Peptides may also fail to resolve well in separation (e.g., liquid
chromatography), or adhere to glass or plastic ware. Accordingly,
those peptides from the PD-L1 protein that can be detected in a
Liquid Tissue.TM. lysate (e.g., the peptides in Tables 1 and 2)
prepared from a formalin fixed tissue sample are the peptides for
which SRM/MRM assays can be employed in a PD-L1 protein SRM/MRM
assay.

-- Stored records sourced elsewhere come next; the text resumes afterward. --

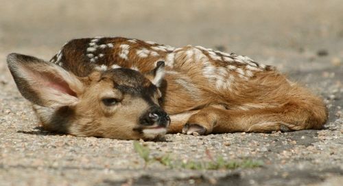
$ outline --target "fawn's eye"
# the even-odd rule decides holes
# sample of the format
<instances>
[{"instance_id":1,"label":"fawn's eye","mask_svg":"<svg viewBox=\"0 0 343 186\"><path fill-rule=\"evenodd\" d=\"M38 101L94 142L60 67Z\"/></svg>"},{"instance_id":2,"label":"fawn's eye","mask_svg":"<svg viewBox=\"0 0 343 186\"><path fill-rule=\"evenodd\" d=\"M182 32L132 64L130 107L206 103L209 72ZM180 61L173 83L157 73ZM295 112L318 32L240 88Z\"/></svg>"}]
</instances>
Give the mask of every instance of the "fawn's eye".
<instances>
[{"instance_id":1,"label":"fawn's eye","mask_svg":"<svg viewBox=\"0 0 343 186\"><path fill-rule=\"evenodd\" d=\"M119 100L113 97L106 97L102 100L102 103L108 106L114 106L119 102Z\"/></svg>"}]
</instances>

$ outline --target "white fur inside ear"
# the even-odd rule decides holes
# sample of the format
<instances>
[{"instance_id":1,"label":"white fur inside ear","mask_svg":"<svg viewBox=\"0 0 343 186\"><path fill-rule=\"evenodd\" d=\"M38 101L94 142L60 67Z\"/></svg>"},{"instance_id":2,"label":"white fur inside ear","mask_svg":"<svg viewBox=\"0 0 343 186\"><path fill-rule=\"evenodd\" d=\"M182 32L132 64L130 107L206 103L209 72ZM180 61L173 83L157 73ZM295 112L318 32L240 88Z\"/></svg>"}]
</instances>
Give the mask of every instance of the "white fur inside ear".
<instances>
[{"instance_id":1,"label":"white fur inside ear","mask_svg":"<svg viewBox=\"0 0 343 186\"><path fill-rule=\"evenodd\" d=\"M156 71L155 77L152 82L157 87L160 87L162 80L165 78L165 65L160 65Z\"/></svg>"}]
</instances>

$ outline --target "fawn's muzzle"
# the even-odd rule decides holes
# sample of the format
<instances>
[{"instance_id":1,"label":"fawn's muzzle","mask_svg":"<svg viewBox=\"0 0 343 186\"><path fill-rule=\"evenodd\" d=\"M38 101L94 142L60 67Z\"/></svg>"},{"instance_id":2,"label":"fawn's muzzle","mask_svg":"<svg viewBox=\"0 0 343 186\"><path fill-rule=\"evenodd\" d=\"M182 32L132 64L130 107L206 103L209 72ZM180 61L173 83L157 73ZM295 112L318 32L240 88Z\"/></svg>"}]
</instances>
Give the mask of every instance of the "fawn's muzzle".
<instances>
[{"instance_id":1,"label":"fawn's muzzle","mask_svg":"<svg viewBox=\"0 0 343 186\"><path fill-rule=\"evenodd\" d=\"M170 117L160 108L154 108L141 117L139 124L146 126L157 125L167 127L170 124Z\"/></svg>"}]
</instances>

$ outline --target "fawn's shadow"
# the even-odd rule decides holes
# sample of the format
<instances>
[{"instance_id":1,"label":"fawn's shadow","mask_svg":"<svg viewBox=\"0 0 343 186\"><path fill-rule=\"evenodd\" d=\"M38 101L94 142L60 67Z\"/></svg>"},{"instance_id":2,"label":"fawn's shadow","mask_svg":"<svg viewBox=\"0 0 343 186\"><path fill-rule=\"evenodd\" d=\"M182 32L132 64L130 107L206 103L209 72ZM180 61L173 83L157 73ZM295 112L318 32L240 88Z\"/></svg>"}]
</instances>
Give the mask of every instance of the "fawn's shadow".
<instances>
[{"instance_id":1,"label":"fawn's shadow","mask_svg":"<svg viewBox=\"0 0 343 186\"><path fill-rule=\"evenodd\" d=\"M41 126L36 126L34 128L35 130L29 130L29 131L26 131L26 130L18 130L16 132L18 133L23 133L25 135L42 135L42 136L63 136L65 135L66 134L62 134L62 133L58 133L58 132L49 132L47 130L45 130L44 128ZM101 137L93 137L96 138L103 138ZM150 140L147 140L146 141L154 141L154 142L172 142L170 140L167 140L165 139L165 137L159 137L156 139L150 139Z\"/></svg>"},{"instance_id":2,"label":"fawn's shadow","mask_svg":"<svg viewBox=\"0 0 343 186\"><path fill-rule=\"evenodd\" d=\"M63 135L63 134L57 133L57 132L51 132L47 130L45 130L44 128L41 126L36 126L34 128L34 130L18 130L16 132L23 133L25 135L42 135L42 136L54 136L54 135Z\"/></svg>"}]
</instances>

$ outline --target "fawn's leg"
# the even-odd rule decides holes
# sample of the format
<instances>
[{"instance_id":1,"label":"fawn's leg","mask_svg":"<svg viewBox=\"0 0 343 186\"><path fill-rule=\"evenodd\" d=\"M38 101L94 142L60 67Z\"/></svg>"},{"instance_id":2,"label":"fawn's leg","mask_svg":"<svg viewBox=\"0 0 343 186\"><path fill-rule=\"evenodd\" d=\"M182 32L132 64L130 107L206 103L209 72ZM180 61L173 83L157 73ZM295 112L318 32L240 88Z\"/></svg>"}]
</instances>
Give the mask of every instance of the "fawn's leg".
<instances>
[{"instance_id":1,"label":"fawn's leg","mask_svg":"<svg viewBox=\"0 0 343 186\"><path fill-rule=\"evenodd\" d=\"M205 135L315 129L324 124L325 117L325 113L316 113L292 104L279 108L248 111L224 110L210 106L193 115L183 127L182 133Z\"/></svg>"},{"instance_id":2,"label":"fawn's leg","mask_svg":"<svg viewBox=\"0 0 343 186\"><path fill-rule=\"evenodd\" d=\"M182 113L176 115L170 115L170 126L168 128L168 133L181 132L182 127L187 122L191 116L198 113L200 110Z\"/></svg>"}]
</instances>

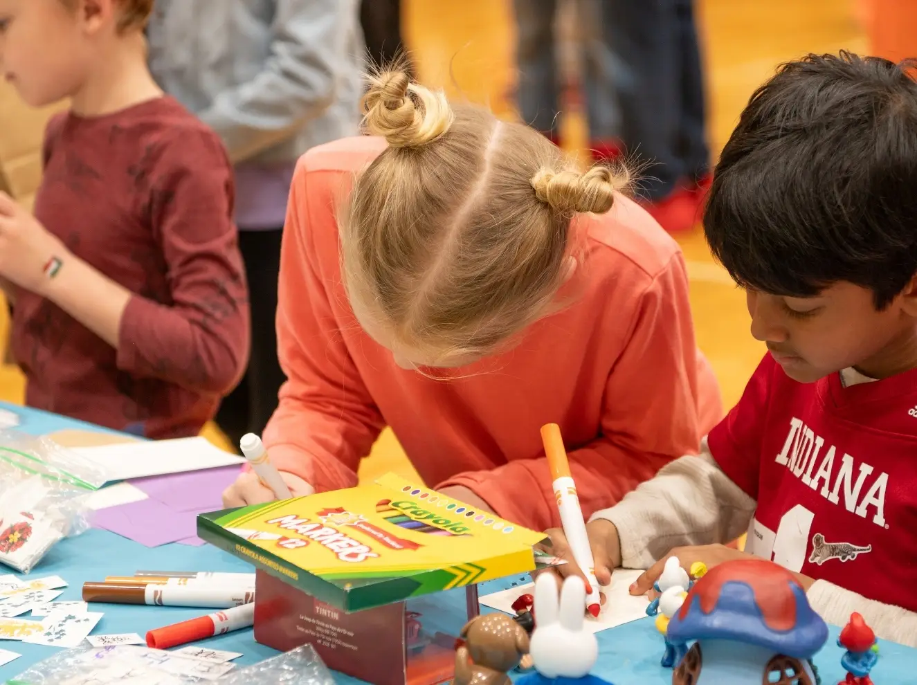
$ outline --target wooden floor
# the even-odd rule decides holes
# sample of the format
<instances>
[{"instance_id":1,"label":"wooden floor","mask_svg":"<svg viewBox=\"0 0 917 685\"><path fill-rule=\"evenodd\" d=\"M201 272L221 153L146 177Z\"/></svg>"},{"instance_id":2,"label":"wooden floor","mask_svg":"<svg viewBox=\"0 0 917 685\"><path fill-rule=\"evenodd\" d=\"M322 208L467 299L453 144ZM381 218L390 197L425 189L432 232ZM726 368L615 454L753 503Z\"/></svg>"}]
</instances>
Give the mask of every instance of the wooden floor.
<instances>
[{"instance_id":1,"label":"wooden floor","mask_svg":"<svg viewBox=\"0 0 917 685\"><path fill-rule=\"evenodd\" d=\"M421 80L512 116L512 2L403 0L403 6L405 39ZM779 63L807 52L866 50L856 0L698 0L697 7L714 150L728 138L749 94ZM563 126L574 146L578 134L580 144L585 144L581 116L572 113ZM744 296L713 262L702 236L695 232L679 241L689 264L698 342L716 370L726 406L731 406L763 347L748 333ZM6 323L0 321L0 332ZM22 389L15 369L0 370L0 398L21 402ZM215 431L206 435L222 443ZM391 434L383 435L360 475L371 478L387 470L412 473Z\"/></svg>"}]
</instances>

In one embodiment the protease employed in the simultaneous
preparation of fragments of the PD-L1 protein in a single sample
will be trypsin.
[0029] PD-L1 peptides found in various embodiments described herein
(e.g., Tables 1 and/or 2) were derived from the PD-L1 protein by
trypsin digestion of all the proteins within a complex Liquid
Tissue.TM. lysate prepared from cells procured from formalin fixed
cancer tissue. Unless noted otherwise, in each instance the
protease was trypsin. The Liquid Tissue.TM. lysate was then
analyzed by mass spectrometry to determine those peptides derived
from the PD-L1 protein that are detected and analyzed by mass
spectrometry. Identification of a specific preferred subset of
peptides for mass spectrometric analysis is based on: 1)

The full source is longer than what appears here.